Quel est le niveau actuel du Cameroun, qui sera dans le «groupe de la mort» avec le Sénégal, la Guinée et la Gambie?

Difficile de parler de «groupe de la mort», selon moi, même si c’est la mode. Dans une compétition entre 24 nations, il y a six pays éliminés au premier tour: une équipe par groupe. Donc si vous êtes éliminé, c’est que vous avez été mauvais, que vous n’avez pas été au niveau. On donne ce surnom à ce groupe, car les quatre équipes étaient là lors de la dernière édition. L’une ira à l’échafaud et fera forcément moins bien que la fois précédente, au Cameroun. Avec les Lions, il y a un passé flatteur et un présent terni par des chiffres qui ne plaident pas en leur faveur. Tout est possible, mais on peut légitimement se demander quel Cameroun on aura! On peut aussi se consoler en se disant qu’en ce moment, chacun est inquiet pour son propre sort jusqu’au début de la compétition. On ne sait pas dans quel état de forme arriveront les joueurs. On peut toujours déplorer une absence due à une blessure, qui pourrait tout changer dans une équipe. Et donc c’est l’incertitude pour tout le monde. 

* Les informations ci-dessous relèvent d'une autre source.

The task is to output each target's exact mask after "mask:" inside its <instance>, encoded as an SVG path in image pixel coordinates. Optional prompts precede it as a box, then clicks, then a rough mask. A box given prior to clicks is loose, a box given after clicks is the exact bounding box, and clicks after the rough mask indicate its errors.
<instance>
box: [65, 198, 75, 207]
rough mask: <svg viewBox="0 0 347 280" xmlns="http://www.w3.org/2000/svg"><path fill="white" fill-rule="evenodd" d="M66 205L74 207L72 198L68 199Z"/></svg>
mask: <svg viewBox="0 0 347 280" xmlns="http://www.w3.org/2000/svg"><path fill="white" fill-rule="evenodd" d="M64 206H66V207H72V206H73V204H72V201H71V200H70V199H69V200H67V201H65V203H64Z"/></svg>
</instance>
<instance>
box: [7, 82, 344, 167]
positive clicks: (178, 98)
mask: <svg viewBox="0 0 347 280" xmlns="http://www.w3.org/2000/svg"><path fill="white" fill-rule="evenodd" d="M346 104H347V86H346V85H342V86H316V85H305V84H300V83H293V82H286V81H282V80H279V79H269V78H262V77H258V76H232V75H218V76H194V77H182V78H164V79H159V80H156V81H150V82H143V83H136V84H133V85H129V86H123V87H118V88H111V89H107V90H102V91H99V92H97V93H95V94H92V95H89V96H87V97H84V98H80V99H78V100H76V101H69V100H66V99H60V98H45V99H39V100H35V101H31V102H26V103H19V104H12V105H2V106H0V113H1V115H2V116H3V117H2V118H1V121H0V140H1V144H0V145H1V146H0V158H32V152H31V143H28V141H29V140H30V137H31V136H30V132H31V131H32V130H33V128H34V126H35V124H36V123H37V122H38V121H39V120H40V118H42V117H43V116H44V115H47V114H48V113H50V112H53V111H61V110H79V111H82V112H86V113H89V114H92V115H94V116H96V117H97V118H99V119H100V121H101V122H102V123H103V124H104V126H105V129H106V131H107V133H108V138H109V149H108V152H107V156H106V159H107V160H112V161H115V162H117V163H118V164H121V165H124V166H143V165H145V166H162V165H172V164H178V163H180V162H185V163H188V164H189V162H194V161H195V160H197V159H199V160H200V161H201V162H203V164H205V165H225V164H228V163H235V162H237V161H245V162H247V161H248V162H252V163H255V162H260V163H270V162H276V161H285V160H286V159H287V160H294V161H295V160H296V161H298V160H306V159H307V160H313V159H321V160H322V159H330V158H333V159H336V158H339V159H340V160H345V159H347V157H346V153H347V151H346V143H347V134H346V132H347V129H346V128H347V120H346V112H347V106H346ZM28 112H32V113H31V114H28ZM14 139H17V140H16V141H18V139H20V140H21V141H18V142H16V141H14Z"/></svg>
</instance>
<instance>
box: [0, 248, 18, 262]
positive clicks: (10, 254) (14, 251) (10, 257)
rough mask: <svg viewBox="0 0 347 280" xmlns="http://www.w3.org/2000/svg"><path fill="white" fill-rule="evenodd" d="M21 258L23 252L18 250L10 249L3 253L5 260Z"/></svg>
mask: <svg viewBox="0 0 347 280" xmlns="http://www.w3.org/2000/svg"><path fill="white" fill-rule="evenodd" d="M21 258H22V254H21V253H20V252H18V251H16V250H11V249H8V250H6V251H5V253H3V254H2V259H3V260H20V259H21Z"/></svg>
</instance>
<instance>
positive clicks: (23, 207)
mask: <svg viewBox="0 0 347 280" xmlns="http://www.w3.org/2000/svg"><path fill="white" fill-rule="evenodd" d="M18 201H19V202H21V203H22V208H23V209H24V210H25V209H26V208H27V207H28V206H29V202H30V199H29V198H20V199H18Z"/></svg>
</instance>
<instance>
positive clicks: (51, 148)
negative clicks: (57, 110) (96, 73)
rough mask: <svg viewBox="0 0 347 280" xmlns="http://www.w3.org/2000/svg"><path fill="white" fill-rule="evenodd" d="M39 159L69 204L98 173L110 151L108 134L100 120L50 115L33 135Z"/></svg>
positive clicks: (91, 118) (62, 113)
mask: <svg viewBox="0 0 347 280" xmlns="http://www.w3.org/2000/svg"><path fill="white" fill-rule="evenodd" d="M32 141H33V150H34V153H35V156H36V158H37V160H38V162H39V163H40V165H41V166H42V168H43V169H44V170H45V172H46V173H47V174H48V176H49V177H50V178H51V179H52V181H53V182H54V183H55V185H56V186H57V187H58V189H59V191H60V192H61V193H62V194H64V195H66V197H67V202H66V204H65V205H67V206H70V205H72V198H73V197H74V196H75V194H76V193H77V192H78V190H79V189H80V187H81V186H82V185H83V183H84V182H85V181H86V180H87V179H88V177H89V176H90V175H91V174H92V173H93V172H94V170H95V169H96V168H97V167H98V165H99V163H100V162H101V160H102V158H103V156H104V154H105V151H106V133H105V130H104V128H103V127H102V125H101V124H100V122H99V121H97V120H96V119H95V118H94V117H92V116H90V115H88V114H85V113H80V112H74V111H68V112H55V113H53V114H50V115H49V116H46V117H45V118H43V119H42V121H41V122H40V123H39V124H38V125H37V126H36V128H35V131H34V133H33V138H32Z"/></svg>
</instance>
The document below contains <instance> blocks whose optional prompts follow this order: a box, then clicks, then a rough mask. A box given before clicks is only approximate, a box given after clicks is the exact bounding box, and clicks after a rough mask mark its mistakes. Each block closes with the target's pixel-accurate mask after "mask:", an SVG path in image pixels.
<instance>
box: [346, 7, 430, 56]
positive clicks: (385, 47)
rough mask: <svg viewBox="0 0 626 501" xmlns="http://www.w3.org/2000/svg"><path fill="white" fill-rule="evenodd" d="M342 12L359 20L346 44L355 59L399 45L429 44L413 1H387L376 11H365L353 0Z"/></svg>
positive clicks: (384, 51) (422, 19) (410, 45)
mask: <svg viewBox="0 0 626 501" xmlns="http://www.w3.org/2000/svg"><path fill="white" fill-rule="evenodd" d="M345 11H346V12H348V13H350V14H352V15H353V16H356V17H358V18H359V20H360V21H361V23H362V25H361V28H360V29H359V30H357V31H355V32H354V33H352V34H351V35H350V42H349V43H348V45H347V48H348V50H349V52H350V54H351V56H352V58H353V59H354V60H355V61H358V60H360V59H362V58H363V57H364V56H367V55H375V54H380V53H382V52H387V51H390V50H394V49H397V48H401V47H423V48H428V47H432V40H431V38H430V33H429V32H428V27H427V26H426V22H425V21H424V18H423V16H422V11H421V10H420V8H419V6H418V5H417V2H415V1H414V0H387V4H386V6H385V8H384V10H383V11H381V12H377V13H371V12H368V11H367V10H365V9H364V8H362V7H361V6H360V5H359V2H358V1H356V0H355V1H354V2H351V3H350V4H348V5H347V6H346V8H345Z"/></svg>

Vous serez à Abidjan. Avez-vous une relation particulière avec la Côte d’Ivoire ?

Lorsque je jouais à l’Africa Sports d’Abidjan en 1982, j’ai remporté un doublé coupe-championnat. Puis, mon équipe y a été victorieuse lors de la CAN en 1984. Enfin, j’y ai de nombreux amis. Donc évidemment, la perspective de retrouver la Côte d’Ivoire représente toujours un très grand plaisir pour moi.